Sunday, May 19, 2013
Since "1000 Kisses," Griffin has not been terribly prolific - two studio LPs that were good but didn't come close to approaching the greatness of her 2002 triumph, a live recording, and "Downtown Church," a compelling but unusual and somewhat inconsistent concept album incorporating old folk and gospel songs with just a couple of Griffin originals.
That all changes with "American Kid." It is without question a great album; just how great it is will be determined with time.

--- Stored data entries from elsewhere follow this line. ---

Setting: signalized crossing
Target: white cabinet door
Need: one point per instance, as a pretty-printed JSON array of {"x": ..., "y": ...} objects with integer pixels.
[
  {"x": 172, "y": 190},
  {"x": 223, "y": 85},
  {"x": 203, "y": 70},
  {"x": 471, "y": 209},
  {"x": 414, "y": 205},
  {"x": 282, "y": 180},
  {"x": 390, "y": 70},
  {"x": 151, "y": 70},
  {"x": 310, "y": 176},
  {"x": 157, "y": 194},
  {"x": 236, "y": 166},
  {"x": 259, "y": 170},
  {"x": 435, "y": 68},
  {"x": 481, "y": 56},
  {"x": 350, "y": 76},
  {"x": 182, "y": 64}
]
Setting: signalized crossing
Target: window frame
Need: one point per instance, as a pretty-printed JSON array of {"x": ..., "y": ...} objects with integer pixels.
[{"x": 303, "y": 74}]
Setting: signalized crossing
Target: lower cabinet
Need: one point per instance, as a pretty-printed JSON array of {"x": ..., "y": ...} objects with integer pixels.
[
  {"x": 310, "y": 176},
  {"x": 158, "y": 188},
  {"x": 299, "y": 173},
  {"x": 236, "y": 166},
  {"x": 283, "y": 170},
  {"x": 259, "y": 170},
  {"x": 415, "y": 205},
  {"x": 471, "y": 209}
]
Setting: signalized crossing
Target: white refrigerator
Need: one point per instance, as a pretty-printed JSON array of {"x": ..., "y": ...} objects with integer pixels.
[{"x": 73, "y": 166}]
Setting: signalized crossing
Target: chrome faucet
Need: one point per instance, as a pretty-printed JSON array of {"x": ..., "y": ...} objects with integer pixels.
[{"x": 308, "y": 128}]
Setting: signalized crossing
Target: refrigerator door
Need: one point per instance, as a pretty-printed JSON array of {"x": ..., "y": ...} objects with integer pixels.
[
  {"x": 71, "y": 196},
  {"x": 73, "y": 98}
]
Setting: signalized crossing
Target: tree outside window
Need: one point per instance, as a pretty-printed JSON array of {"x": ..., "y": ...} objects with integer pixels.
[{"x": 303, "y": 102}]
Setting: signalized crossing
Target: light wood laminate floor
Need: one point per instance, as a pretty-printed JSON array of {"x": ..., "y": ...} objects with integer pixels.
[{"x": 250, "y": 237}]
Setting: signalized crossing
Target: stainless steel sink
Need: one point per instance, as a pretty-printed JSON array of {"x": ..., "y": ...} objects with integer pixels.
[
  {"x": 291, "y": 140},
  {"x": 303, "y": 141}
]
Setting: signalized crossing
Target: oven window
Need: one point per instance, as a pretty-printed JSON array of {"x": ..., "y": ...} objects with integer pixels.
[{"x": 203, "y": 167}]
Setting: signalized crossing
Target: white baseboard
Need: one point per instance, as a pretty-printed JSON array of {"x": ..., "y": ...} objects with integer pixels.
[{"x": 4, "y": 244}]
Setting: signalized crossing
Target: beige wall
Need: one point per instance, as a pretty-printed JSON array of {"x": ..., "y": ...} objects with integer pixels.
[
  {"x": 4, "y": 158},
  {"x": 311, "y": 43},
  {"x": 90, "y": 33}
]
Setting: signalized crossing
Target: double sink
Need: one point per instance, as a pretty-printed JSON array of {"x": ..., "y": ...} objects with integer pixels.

It's too early to tell, but I suspect there will come a day when Griffin fans engage in strong but good-natured arguments over whether "1000 Kisses" or "American Kid" is the artist's best - the way that devoted fans to this day discuss if not argue about the relative merits of "Rubber Soul" and "Revolver."
The songs on the new album were inspired by Griffin's father, but they tell a universal story about a man - a kid, really - who goes to war and comes home profoundly changed by the experience. It is a testament to the album's strength that many of these songs could be talking about veterans in any American war - from the Civil War on down to the recent conflicts in Iraq and Afghanistan. The sites may have changed, but the stories remain the same. Consider these lyrics, from "Not a Bad Man":
I bet you see a stranger
When you look at me
When I look in the mirror
I know that's what I see
I just want a little sleep now
Sleep as silent as the snow
But I am not a bad man
I just wanted you to know
Or these, from "Faithful Son":
Oh, my God
I cry in fear
Afraid you have forgotten me here
Afraid you have forgotten one
Your quiet, dull and faithful son
Who's seen the loneliest of days
And fought the dirtiest of ways
With the main inside
Who would have run away
From the promises I made
The musical approach of the album hearkens back to Griffin's 2002 triumph - for the most part, guitar, bass and percussion, with the occasional banjo or mandolin thrown in for good measure. And there is also a chilling beauty in many of the songs, particularly two ("Ohio," and "Highway Song") on which the aforementioned Plant sings harmony vocals.
It was too much to ask of Griffin that she replicate the success of "1000 Kisses" on every one of her recordings. That she has been able to do it at all is reason for jubilation and celebration.